Will Self-Driving Cars Lower Ride-Hailing Prices?
Lower cost is one anticipated advantage of incorporating autonomous vehicles (AVs) into ride-hailing services. But a study co-authored by Prof. Zhen Lian suggests that lower prices will only materialize under certain market conditions, such as using a single app for both AVs and human drivers.

Waymo vehicles at a charging station in Santa Monica, California, in May.
In 2018, when Zhen Lian, then a PhD student at Cornell, started working on a research project about self-driving cars, the technology still seemed like “a futuristic topic,” she says. Just five years later, while traveling in Phoenix, she was able to hail a self-driving car—also known as an autonomous vehicle (AV)—to get a ride from her hotel to the airport. .
The incorporation of AVs into the ride-hailing industry is edging closer to reality, and the rise of this technology raises questions about how consumers will be affected. One main advantage, proponents claim, is that AVs will lower the cost of rides. After all, the company doesn’t have to pay for human labor. But is that really the case?
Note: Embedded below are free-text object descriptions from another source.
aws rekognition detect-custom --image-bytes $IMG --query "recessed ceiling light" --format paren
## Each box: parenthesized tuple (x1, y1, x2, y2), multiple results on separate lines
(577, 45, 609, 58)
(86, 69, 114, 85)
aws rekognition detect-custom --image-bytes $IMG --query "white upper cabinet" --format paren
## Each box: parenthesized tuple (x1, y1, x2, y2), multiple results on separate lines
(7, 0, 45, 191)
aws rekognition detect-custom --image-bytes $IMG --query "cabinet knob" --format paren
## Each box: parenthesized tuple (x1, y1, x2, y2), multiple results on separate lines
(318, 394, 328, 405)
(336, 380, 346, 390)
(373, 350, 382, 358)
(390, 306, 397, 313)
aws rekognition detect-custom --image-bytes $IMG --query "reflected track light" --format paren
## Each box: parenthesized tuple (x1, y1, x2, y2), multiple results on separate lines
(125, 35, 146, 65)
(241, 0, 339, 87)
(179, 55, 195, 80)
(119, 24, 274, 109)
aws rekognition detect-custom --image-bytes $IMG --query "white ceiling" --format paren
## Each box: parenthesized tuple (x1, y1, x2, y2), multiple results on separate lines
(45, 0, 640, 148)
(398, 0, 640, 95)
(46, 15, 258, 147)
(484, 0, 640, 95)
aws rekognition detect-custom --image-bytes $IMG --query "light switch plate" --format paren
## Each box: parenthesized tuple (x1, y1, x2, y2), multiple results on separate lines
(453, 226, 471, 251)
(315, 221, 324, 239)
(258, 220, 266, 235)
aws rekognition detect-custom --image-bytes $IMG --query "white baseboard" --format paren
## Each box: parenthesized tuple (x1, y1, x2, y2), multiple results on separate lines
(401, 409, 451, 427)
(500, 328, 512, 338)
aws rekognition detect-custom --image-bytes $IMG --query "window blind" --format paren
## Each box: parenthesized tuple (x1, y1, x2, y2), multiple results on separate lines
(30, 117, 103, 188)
Lower cost of AVs does not necessarily translate to lower prices. Whether that promise from AVs will be realized for the consumers critically depends on the market structure and the competition status.”
In a new study, Lian, who is now an assistant professor of operations management at Yale SOM, and her co-author Garrett van Ryzin compared several scenarios with different market conditions for AVs and human drivers. They found that only one scenario would likely lead to lower prices. One key factor was that AVs had to be available on the same ride-hailing platform as human drivers, rather than on a separate platform. And they had to be provided by competing companies rather than a single supplier.
“Lower cost of AVs does not necessarily translate to lower prices,” Lian says. “Whether that promise from AVs will be realized for the consumers critically depends on the market structure and the competition status.”
Firms are currently experimenting with various types of market structures, ranging from a standalone app for AVs to open platforms where multiple AV companies can join a pool of human drivers. “It’s all over the place,” she says. These issues need to be considered “before the technology matures.”
At first glance, it seems to make sense that AVs would be cheaper than human drivers. But AVs are still pretty expensive—often around $200,000 or more per vehicle. AV suppliers have to commit upfront to buying a certain number of cars, some of which might sit idle during periods of low demand. And when demand spikes, the AV fleet isn’t as flexible as human drivers, who can easily hop on and off the app whenever they like.
In her study of how AVs could affect ride-hailing prices, Lian collaborated with van Ryzin, an operations scholar who has held positions at Uber and Lyft and is now at Amazon. (Lian also worked at Lyft for a year, but the study wasn’t part of her work there.) Using a mathematical game theory model, the researchers considered two types of dispatch platforms and two levels of competition, resulting in four possible market scenarios.
In the first dispatch system, both AVs and human drivers could be matched with riders on the same platform. In the second type, AVs and human drivers were separated into different platforms—for example, in separate mobile apps.
To assess different levels of competition, the researchers ran scenarios where AVs were provided by a monopolistic supplier. They compared them to situations with perfect competition, meaning that each AV was provided by a different supplier.
As one might expect, having competition lowered ride-hailing prices. In the monopoly scenario, the AV company could strategically limit the available supply of AVs to drive up profits. In the competitive scenario, AV suppliers would continue to add more cars to the platform as long as the value of joining was higher than the cost.
Using a common platform for AVs and human drivers was also better for consumers, because it was easier to match nearby drivers with riders at any given time. If the two types of cars were on separate apps, a waiting customer could find themselves standing on a street corner right next to an available AV—but because they have requested a ride through the human-driver app, they don’t get matched with that vehicle. As a result, the pickup time is longer, and the overall system is less efficient, driving up prices.
The upshot is that among the four scenarios, only the one with competitive AV suppliers and a single platform “will lead to unambiguously lower prices,” Lian says.
One caveat is that the model assumes consumers don’t care whether they get an AV or human driver. In reality, some people are skeptical or scared of AVs. If anti-AV sentiment is strong, ride-hailing companies might split AVs and human drivers into separate apps, causing prices to be higher overall.
Lian doesn’t think that AVs will replace human drivers entirely. Their complementary nature is similar to what we see in the electric power market, she says. AVs are analogous to nuclear power plants: they’re very efficient, but they have a high upfront cost. So they aren’t flexible enough to serve peak demand because it’s not economical to have such an expensive resource sitting idle during non-peak times.
Meanwhile, human drivers are like energy technologies such as gas turbines, which are much cheaper to set up and can serve peak demand more flexibly.
“Having both AVs and human drivers is, in our view, a good thing,” Lian says.